A café-au-lait macule is a common type of birthmark characterized by a hyperpigmented skin patch with a sharp border and a diameter larger than 0.5 cm. It is also called circumscribed café-au-lait hypermelanosis, von Recklinghausen spot, or simply ‘CALM’. These macules typically appear at birth (congenital) or during early infancy, though they can become noticeable later in infancy, especially after exposure to sunlight, which darkens the color.
Café-au-lait macules can occur in isolation or be associated with systemic diseases such as neurofibromatosis (NF), McCune Albright syndrome, Legius syndrome, and Noonan syndrome with multiple lentigines syndrome.
The prevalence of café-au-lait macules varies with race: 0.3% of Caucasians, 0.4% of Chinese, 3% of Hispanics, and 8% of African Americans.
Isolated café-au-lait macules are typically solitary. However, having more than three in Caucasians or more than five in African Americans is rare and should prompt further evaluation, referral, and close monitoring.
The brown color of café-au-lait macules results from the presence of melanin, a pigment produced by skin cells called melanocytes. In isolated café-au-lait macules, there is an excessive number of melanosomes (intracellular pigment granules) in the epidermal melanocytes, a condition known as epidermal melanotic hypermelanosis. In macules associated with NF type 1 and Leopard syndrome, there is an increased proliferation of epidermal melanocytes (epidermal melanocytic hyperplasia).
It is important to note that a café-au-lait macule is not classified as a congenital melanocytic nevus (a type of birthmark that can become cancerous).
Multiple café-au-lait macules may be related to various genetic syndromes. For instance, about half of those with neurofibromatosis type 1 (NF1) have an inherited mutation of the NF1 gene, while others may have sporadic mutations of the same gene.
Several other syndromes, such as NF type 2, Legius syndrome, McCune Albright syndrome, Noonan syndrome with multiple lentigines, Watson syndrome, Bloom syndrome, and Silver-Russell syndrome, can also present with café-au-lait macules. These syndromes have additional characteristic features and may require genetic testing for confirmation.
Diagnosing café-au-lait macules is usually done through clinical examination. A thorough clinical evaluation is needed to identify potentially associated syndromes if numerous or large macules are present. Syndromes can be diagnosed based on clinical manifestations or through genetic testing.

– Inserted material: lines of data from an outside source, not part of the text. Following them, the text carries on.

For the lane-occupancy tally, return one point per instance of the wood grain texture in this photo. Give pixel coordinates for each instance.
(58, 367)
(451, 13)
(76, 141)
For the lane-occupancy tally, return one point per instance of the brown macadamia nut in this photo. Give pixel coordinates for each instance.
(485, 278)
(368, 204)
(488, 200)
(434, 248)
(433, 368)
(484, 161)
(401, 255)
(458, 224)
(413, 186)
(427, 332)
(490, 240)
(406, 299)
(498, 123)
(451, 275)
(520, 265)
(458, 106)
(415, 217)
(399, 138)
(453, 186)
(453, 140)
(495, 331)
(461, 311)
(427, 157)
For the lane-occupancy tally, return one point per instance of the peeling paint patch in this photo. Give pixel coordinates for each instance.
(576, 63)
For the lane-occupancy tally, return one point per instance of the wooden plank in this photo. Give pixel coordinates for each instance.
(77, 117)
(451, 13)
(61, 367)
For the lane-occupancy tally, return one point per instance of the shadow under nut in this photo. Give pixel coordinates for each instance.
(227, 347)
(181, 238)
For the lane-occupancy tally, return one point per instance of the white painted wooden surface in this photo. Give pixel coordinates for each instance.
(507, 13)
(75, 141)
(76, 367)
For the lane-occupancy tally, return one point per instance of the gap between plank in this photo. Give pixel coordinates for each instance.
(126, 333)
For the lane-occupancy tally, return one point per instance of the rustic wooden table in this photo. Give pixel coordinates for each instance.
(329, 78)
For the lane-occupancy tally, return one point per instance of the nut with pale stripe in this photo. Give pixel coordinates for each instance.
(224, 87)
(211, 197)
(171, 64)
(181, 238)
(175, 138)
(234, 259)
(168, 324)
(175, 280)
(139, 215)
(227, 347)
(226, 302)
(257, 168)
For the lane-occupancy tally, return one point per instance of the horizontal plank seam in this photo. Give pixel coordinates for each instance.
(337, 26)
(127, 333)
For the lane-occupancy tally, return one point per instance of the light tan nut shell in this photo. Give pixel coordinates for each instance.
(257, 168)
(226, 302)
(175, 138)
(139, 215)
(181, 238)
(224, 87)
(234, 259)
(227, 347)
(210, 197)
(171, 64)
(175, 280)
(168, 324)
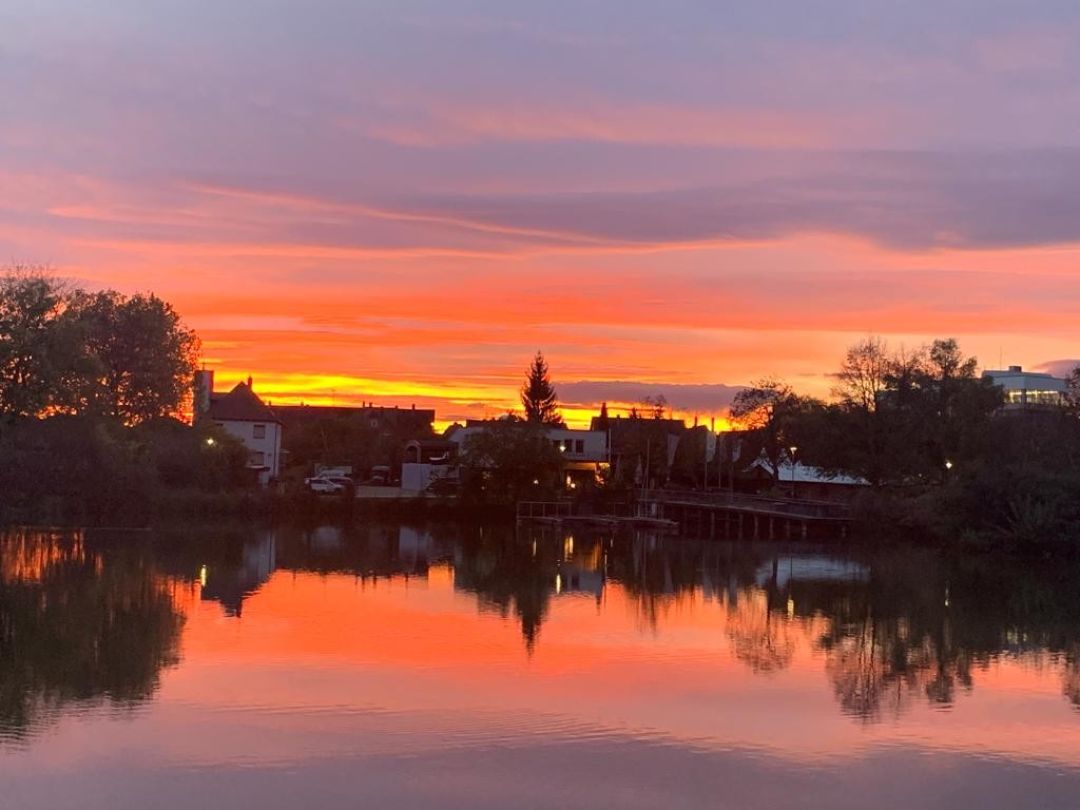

In terms of treatment, café-au-lait macules do not require medical intervention. Some cases have been treated with lasers, such as pulsed-dye laser, Er:YAG laser, Q-switched Nd:YAG laser, and Q-switched ruby or alexandrite laser. However, results from laser treatments have been inconsistent, and there are potential risks, including hyperpigmentation, hypopigmentation, and scarring.
Without treatment, café-au-lait macules typically persist throughout a person’s life. Recurrence rates are low for those who respond to laser treatment, but the outcomes are not consistent for all cases. The treatment of associated syndromes may be complex and require multidisciplinary care.